1、题意:给出一个BST的先序序列,再给出两个点u、v,要求在BST中找出uv的最低公共祖先。

2、BST已知先序建树有两种方法,1)先序序列的顺序就是插入顺序,直接依次插入。2)对先序进行排序得到中序序列(BST的中序是从小到大的有序序列),由先序和中序进行递归建树。由于本题的N个数很大,使用insert方法会超时,尤其是在树高度为N时,复杂度为O(n^2)。所以最好采用先序+中序建树。

3、找最低的公共祖先。这种类型的任务一般采用后序递归遍历的办法:先处理左子树,再处理右子树,等左右子树都完成后,综合左右子树返回的信息与root的信息进行某些处理,再返回本层递归的结果。具体到本题,uv只有两种情况:1)即uv分别在某w节点的左右子树,则w为所求。2)uv本身就有祖先后代关系,则若u为祖先,u即为所求。

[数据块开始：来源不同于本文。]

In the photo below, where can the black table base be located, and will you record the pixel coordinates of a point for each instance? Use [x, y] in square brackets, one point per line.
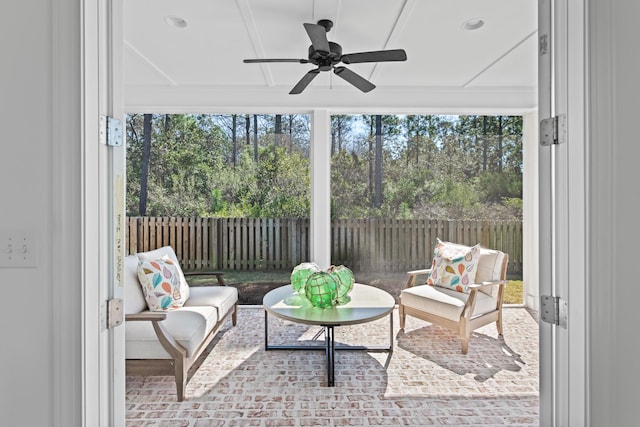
[329, 346]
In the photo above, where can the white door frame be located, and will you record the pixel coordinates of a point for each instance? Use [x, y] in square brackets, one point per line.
[103, 350]
[563, 212]
[102, 218]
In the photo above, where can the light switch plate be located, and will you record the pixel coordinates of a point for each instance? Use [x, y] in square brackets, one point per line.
[18, 249]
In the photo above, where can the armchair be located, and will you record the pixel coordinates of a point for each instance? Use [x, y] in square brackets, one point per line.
[450, 302]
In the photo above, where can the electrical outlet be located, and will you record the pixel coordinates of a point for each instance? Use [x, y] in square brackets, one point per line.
[18, 249]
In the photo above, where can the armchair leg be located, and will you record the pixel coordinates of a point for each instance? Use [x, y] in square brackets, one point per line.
[234, 315]
[181, 378]
[465, 344]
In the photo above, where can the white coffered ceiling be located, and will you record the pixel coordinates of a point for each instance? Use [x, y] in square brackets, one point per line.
[199, 68]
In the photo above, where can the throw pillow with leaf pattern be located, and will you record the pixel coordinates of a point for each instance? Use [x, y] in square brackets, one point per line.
[454, 266]
[160, 281]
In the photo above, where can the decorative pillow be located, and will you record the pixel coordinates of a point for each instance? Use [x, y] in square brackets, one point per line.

    后序递归,若root为NULL或uv时,说明查找失败或成功,直接返回root。否则说明root为普通节点,先对root的左右子树分别查找。若左右子树都不空时,说明uv分别在root的左右两侧子树,则root即为所求。否则,说明uv在root的一侧子树,若在root的左侧,则将root左侧的查找结果返回。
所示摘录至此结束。